Tell me about Burkean Conservatism.
>>1371369
>What we do is good because we've always done it like that
>>1371373
/thread
A man full of warm, speculative benevolence may wish his society otherwise constituted than he finds it, but a good patriot and a true politician always considers how he shall make the most of the existing materials of his country. A disposition to preserve and an ability to improve, taken together, would be my standard of a statesman. Everything else is vulgar in the conception, perilous in the execution.
>>1371373
Is he wrong?
Very cautious liberalism.
>>1371403
Obviously. Can you seriously not countenance the thought of a tradition that is harmful or even simply outdated? The entire French Revolution which he so sharply condemned only happened because the French nobility had been outdated for centuries. There were but a mere shadow of the entirely justified medieval warrior-nobility and had become a pure leisure class with unearned privileges simply because those privileges were what they always had.
>>1371451
But Burke was not against change, he was against revolutionary change which he feared would bring worse outcomes than doing nothing.
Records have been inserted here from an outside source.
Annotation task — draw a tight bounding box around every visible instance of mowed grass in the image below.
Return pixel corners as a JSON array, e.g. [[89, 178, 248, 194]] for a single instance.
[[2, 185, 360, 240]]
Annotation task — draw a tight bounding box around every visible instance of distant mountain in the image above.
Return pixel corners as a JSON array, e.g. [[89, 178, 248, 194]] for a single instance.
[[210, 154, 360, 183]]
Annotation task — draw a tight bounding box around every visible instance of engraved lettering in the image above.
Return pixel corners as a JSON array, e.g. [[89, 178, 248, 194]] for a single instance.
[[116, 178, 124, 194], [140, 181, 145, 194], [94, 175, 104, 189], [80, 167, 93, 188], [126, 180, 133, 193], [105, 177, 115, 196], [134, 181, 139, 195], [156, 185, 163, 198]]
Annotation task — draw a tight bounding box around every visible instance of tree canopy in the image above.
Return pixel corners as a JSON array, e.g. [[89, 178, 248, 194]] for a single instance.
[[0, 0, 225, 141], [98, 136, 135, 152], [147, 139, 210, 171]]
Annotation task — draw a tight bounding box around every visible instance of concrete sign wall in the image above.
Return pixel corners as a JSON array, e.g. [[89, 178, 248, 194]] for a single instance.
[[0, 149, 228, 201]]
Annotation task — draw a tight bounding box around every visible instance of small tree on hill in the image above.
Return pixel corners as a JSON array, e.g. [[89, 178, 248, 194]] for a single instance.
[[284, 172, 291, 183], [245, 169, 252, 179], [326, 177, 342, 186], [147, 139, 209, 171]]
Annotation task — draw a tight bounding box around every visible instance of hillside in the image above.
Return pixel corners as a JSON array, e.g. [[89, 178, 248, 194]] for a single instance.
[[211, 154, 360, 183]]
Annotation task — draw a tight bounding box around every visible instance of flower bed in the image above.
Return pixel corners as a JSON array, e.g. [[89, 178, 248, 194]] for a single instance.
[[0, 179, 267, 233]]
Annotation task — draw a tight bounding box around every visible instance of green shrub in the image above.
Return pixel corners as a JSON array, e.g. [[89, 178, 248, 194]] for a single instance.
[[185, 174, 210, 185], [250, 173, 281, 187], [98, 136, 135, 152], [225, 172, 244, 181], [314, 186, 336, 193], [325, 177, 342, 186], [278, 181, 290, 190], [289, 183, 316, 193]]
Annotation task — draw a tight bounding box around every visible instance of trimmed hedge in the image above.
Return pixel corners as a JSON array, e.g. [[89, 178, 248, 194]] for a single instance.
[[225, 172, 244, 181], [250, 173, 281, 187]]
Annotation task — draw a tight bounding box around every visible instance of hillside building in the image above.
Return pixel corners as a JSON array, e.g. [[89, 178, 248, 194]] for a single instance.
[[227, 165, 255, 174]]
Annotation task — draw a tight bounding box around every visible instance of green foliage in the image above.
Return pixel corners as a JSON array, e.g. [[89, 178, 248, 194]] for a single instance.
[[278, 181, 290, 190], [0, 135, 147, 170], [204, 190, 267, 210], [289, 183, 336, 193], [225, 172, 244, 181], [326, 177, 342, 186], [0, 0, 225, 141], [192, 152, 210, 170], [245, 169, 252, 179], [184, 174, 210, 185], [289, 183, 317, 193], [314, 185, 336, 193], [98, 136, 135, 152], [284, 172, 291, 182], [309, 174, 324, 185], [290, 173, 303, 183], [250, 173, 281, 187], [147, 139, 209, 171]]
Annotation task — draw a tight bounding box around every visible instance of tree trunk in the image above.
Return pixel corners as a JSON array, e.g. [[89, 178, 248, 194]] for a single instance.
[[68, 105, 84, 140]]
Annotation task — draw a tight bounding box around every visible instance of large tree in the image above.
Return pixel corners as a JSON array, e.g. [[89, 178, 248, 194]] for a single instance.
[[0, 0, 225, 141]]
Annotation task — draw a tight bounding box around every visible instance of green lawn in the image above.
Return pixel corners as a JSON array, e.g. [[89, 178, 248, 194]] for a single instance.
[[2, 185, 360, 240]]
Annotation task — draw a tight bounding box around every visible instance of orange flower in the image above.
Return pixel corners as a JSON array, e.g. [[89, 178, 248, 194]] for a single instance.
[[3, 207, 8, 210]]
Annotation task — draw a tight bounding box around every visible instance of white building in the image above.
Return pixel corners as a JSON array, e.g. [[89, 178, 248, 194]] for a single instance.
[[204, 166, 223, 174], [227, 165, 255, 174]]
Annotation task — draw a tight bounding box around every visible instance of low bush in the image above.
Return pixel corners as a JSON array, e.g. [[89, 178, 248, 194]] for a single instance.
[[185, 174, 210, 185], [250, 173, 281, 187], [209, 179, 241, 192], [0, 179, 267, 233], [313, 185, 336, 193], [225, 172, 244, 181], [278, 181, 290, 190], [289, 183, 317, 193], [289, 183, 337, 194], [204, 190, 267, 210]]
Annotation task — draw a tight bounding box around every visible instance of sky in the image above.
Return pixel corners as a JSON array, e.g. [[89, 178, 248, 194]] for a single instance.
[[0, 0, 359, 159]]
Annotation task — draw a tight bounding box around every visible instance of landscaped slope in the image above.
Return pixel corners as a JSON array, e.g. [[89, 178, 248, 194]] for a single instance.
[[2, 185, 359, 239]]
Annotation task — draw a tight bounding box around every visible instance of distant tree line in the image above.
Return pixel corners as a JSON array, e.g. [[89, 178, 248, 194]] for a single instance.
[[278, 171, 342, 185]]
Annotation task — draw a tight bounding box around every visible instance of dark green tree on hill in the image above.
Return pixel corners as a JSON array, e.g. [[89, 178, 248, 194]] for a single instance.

"Our patience will achieve more than our force"
>>1371451
Wrong in what respect?
Your initial premise indicates that Burke only had only one grievance against the revolution, and the grievance was tradition. Or rather, bad tradition. Are you sure? How do you define bad tradition?
Burke presented a number of arguments against the revolution. Most notably against the means and end result of the revolution.
A number of French ignored the tradition of law. Instead, anyone who the public deemed to be a collaborator to the lack of their own lot, deserved to be set right. More often that not this involved the seizure of private property by illegal means. As well as, most notably, corporal punishment, or execution by illegal means.
>>1371451
Tell me, are you in favor of the tradition of inheritance. What is your reasoning?